People keep asking me if I'm okay, what they don't realize is that this was an end to a three and a half year wake. I watched my grandmother go from being the feistiest, most passionate, stubborn, person on the planet, to a shell of what she used to be, the last words she said to me were "you're a nice girl, thank you for helping me", and I know in my logic part of the brain that between the meds to keep her calm, the pain medication, the dementia, that she couldn't help it, but god did that feel like a punch to the gut. I think later on when she was unable to speak she started to recognize me again, never being alert to get my name, but enough to know that I was her granddaughter, and someone very important to her.
Watching someone die on hospice is the hardest thing to imagine, I think I'll carry that trauma with me for a long time. With no medical intervention cancer moves fast so she was alert on a Sunday and completely unable to communicate by Tuesday night, a blessing I got to be able to see because I happened to be home. I came downstairs to talk with her one more time when she was relatively lucid. Our later conversations proved much more difficult.
I couldn't stay in the room with her for more than a half hour at a time, it was too hard, too hard to watch someone drowning internally. I'll carry that guilt with me for the rest of my life.
I was there for her last moments, and I hope that will assuage my guilt a little bit.
We had problems, we fought, but the two of us never stopped loving each other.
The following is the Eulogy I gave at my grandmother's funeral
Patricia Beyers –Florio is one of the strongest women I know, she was a mother, a grandmother, and a teacher. It is only fitting that this week is teacher appreciation week, if you want to know anything about her you look to her students, her friends, and her family that love her dearly. Her students knew her both as a passionate educator and also as “the strictest teacher they ever had”, she has students all over the world some who still write about how she changed their lives.

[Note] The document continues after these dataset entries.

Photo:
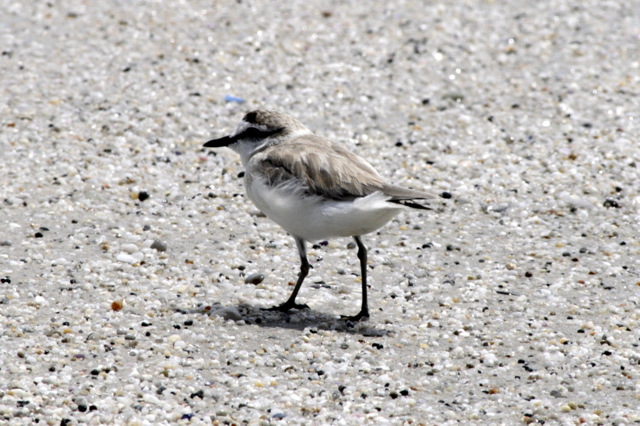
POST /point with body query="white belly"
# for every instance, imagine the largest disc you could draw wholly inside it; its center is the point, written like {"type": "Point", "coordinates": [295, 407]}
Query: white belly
{"type": "Point", "coordinates": [315, 218]}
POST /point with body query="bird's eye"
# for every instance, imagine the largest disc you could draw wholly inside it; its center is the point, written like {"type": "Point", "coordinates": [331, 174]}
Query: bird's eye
{"type": "Point", "coordinates": [253, 133]}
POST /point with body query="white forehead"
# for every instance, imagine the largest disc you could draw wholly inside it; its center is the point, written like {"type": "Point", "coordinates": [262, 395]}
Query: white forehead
{"type": "Point", "coordinates": [246, 125]}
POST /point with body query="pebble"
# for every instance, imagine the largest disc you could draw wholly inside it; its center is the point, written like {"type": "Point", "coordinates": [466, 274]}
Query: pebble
{"type": "Point", "coordinates": [228, 313]}
{"type": "Point", "coordinates": [159, 245]}
{"type": "Point", "coordinates": [255, 279]}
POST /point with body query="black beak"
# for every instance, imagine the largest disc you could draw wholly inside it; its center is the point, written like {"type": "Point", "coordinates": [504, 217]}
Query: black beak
{"type": "Point", "coordinates": [217, 143]}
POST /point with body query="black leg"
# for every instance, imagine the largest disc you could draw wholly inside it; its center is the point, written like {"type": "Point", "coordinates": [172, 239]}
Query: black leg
{"type": "Point", "coordinates": [304, 270]}
{"type": "Point", "coordinates": [362, 255]}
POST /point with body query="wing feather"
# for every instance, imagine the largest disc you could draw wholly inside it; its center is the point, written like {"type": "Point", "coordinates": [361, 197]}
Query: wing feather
{"type": "Point", "coordinates": [328, 169]}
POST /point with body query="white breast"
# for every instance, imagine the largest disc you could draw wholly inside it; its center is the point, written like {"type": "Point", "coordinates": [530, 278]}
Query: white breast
{"type": "Point", "coordinates": [314, 218]}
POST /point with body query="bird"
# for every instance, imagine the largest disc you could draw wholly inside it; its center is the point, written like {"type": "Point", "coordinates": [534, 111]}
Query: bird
{"type": "Point", "coordinates": [314, 188]}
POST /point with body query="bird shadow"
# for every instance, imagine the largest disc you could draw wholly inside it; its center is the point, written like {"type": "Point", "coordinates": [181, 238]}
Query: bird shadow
{"type": "Point", "coordinates": [250, 315]}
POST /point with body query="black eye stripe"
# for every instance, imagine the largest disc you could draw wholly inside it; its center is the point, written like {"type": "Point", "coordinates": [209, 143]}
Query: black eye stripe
{"type": "Point", "coordinates": [253, 133]}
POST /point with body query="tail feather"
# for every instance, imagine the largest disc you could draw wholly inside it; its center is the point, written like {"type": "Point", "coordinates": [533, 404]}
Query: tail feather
{"type": "Point", "coordinates": [410, 203]}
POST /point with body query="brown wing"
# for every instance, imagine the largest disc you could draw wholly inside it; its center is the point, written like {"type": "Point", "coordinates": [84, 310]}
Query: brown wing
{"type": "Point", "coordinates": [324, 167]}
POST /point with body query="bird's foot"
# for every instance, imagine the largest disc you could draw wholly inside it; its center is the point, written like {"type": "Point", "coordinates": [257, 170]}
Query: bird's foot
{"type": "Point", "coordinates": [287, 306]}
{"type": "Point", "coordinates": [362, 315]}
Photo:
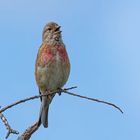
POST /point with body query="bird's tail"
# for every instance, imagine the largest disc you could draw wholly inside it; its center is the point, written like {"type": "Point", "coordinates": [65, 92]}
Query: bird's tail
{"type": "Point", "coordinates": [44, 109]}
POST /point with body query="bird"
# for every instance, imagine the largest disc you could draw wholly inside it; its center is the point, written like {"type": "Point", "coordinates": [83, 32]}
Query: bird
{"type": "Point", "coordinates": [52, 67]}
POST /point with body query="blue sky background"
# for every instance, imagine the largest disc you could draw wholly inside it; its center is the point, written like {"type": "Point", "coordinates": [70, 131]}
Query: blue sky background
{"type": "Point", "coordinates": [102, 39]}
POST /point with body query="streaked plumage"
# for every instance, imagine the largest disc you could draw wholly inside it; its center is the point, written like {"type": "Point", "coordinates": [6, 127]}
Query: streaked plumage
{"type": "Point", "coordinates": [52, 66]}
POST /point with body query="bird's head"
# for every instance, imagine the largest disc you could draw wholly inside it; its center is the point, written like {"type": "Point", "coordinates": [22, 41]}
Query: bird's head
{"type": "Point", "coordinates": [51, 33]}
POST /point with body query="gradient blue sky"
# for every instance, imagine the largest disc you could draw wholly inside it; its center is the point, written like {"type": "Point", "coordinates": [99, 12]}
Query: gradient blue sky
{"type": "Point", "coordinates": [102, 39]}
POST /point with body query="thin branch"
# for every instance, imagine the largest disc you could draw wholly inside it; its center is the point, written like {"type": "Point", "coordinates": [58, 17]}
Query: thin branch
{"type": "Point", "coordinates": [31, 98]}
{"type": "Point", "coordinates": [59, 91]}
{"type": "Point", "coordinates": [29, 131]}
{"type": "Point", "coordinates": [93, 99]}
{"type": "Point", "coordinates": [8, 127]}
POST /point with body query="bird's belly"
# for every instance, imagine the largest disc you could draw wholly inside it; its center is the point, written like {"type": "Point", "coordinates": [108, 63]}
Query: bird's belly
{"type": "Point", "coordinates": [53, 76]}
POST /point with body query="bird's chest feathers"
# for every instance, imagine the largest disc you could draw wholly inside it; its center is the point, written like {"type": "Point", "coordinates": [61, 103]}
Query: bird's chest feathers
{"type": "Point", "coordinates": [57, 53]}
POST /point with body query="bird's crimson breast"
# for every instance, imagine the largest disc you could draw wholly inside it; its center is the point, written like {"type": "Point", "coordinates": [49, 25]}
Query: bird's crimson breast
{"type": "Point", "coordinates": [49, 53]}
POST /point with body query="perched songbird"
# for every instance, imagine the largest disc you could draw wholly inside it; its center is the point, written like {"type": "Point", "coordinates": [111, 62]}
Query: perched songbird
{"type": "Point", "coordinates": [52, 67]}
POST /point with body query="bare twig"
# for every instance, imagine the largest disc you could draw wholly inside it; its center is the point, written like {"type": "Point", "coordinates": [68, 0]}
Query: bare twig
{"type": "Point", "coordinates": [58, 91]}
{"type": "Point", "coordinates": [29, 131]}
{"type": "Point", "coordinates": [8, 127]}
{"type": "Point", "coordinates": [31, 98]}
{"type": "Point", "coordinates": [92, 99]}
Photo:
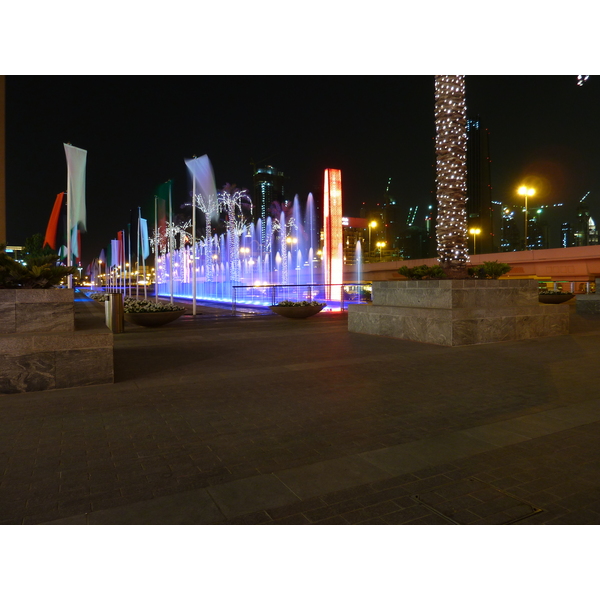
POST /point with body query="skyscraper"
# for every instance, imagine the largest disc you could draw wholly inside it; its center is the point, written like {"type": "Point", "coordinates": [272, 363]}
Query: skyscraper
{"type": "Point", "coordinates": [268, 188]}
{"type": "Point", "coordinates": [480, 209]}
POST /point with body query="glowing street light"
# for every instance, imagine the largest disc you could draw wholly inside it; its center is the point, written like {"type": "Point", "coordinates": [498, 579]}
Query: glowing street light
{"type": "Point", "coordinates": [475, 231]}
{"type": "Point", "coordinates": [526, 191]}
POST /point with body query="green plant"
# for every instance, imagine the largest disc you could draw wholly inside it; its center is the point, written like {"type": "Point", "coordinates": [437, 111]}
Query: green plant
{"type": "Point", "coordinates": [304, 303]}
{"type": "Point", "coordinates": [489, 270]}
{"type": "Point", "coordinates": [423, 272]}
{"type": "Point", "coordinates": [131, 305]}
{"type": "Point", "coordinates": [555, 293]}
{"type": "Point", "coordinates": [494, 269]}
{"type": "Point", "coordinates": [40, 272]}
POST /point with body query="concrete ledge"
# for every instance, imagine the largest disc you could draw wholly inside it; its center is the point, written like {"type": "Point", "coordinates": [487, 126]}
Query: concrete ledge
{"type": "Point", "coordinates": [24, 311]}
{"type": "Point", "coordinates": [37, 361]}
{"type": "Point", "coordinates": [587, 304]}
{"type": "Point", "coordinates": [457, 312]}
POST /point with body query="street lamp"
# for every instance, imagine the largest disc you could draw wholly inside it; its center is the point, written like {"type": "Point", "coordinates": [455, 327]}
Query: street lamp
{"type": "Point", "coordinates": [526, 191]}
{"type": "Point", "coordinates": [475, 231]}
{"type": "Point", "coordinates": [372, 225]}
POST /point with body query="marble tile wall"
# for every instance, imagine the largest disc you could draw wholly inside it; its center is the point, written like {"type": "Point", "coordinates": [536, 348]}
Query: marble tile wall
{"type": "Point", "coordinates": [23, 311]}
{"type": "Point", "coordinates": [457, 313]}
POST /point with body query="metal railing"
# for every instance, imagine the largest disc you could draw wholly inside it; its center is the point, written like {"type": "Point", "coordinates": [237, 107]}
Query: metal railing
{"type": "Point", "coordinates": [574, 287]}
{"type": "Point", "coordinates": [335, 295]}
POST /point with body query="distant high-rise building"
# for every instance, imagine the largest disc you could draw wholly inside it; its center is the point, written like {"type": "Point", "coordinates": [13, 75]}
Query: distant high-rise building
{"type": "Point", "coordinates": [511, 239]}
{"type": "Point", "coordinates": [538, 231]}
{"type": "Point", "coordinates": [586, 232]}
{"type": "Point", "coordinates": [480, 208]}
{"type": "Point", "coordinates": [268, 185]}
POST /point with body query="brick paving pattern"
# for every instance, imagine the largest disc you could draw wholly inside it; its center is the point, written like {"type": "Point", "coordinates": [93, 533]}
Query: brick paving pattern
{"type": "Point", "coordinates": [217, 399]}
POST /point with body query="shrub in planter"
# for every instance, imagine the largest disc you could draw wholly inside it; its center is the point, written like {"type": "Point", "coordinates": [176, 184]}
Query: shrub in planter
{"type": "Point", "coordinates": [489, 270]}
{"type": "Point", "coordinates": [423, 272]}
{"type": "Point", "coordinates": [131, 305]}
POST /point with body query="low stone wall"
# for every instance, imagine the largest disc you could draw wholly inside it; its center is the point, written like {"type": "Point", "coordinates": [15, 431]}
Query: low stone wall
{"type": "Point", "coordinates": [587, 304]}
{"type": "Point", "coordinates": [458, 312]}
{"type": "Point", "coordinates": [25, 311]}
{"type": "Point", "coordinates": [72, 355]}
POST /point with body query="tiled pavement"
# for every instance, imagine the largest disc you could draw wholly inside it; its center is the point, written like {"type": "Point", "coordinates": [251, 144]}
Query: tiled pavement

For me she was my grandmother, and she loved being a grandmother, she was someone who no one could call an easy person, but when she loved you she loved you with all her heart. When I was younger we would visit her every Sunday, we would have pizza, and she would take me to go and get it and on our way home she would tell me to blow out the red lights so we could get home and eat it faster. She fostered my imagination through small things like that. Now I am an artist. Even when I was older she never stopped helping me out, once right before Halloween my friends and I were in the back yard trying to carve a pumpkin, we were not doing a great job, and all of them knew that it was better to have my grandmother leading the way so they convinced me to ask her to help. She was teaching us even when I was too stubborn to ask, a trait that I definitely inherited from her.
She loved to go on therapy dog visits with my dog Bruce, everyone who knew her knew Bruce and how much those visits meant both to her and to the people whom she was visiting.
She was a tough lady, even later on in life when dementia took a hold, she never stopped loving me or my family. She was brave through the whole illness, and fought to keep her rights and her autonomy.
In the end her faith and her family were what brought her comfort. It is hard to imagine life without her a big piece of my heart is always going to be with her. I wish I could have years more with her, but I know she is now at peace with god, she is with her beloved husband Robert Florio, and she is with Bruce, probably taking him around on therapy dog visits in heaven.
I love you grandma, you will always be with us, and we will never stop learning from you.